Diners are complaining about long waits, inept service and the kitchen running out of things. No wonder. Washington's been waiting decades for a good deli, and this is one of New York's most famous, opening a branch in our very own suburbs. Nobody should expect calm and competent treatment in the opening days of such an event. The staff can't yet be attuned to their jobs, the pressure in such a situation is outlandish.
And the Carnegie hasn't even found good rye bread in Washington (nor, apparently, accepted that if the rye bread is to be deli- worthy it's going to have to come from New York). The fact that we now have the Carnegie Deli doesn't (yet) mean that we have a good deli. I'd no more try the Carnegie so early than I'd go to Commander's Palace in New Orleans during Mardi Gras.
ACCESS ANGST -- Washington Post reporter Carole Sugarman examined the subject of restaurant access in the Food section recently, going out in a wheelchair to study the problems firsthand. Once more it was demonstrated that the obstacles are often subtle and unexpected, and that a simplistic designation of a restaurant as wheelchair-accessible can be misleading.
The Responsible Hospitality Institute has issued guidelines for determining accessibility, which indicate that doors should provide a clearance of at least 32 inches with no step or abrupt change in level; bathrooms should have no steps and stalls should be 36 inches wide with sufficiently wide doors, sturdy grab bars and five-foot turnaround spaces; aisles should be 36 inches wide and tables 30 inches high. Then there's the parking . . .

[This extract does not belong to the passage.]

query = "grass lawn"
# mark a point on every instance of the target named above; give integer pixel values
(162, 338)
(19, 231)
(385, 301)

Simple visual inspection isn't enough; for one thing, downstairs or upstairs rooms may be in use one night but not the next. Table rearrangements may create new barriers.
To personally assess accessibility would require me to stalk a restaurant with tape measure in hand (and to demand access to both men's and women's bathrooms); that is incompatible with a restaurant critic's dining anonymously. I have tried telephoning restaurants to ask whether they are accessible, but often the answers were inaccurate -- which can be worse than no information at all.
It's better for a handicapped diner to call and ask for specific information, or for an organization with access expertise to survey restaurants to make accurate measurements and evaluations.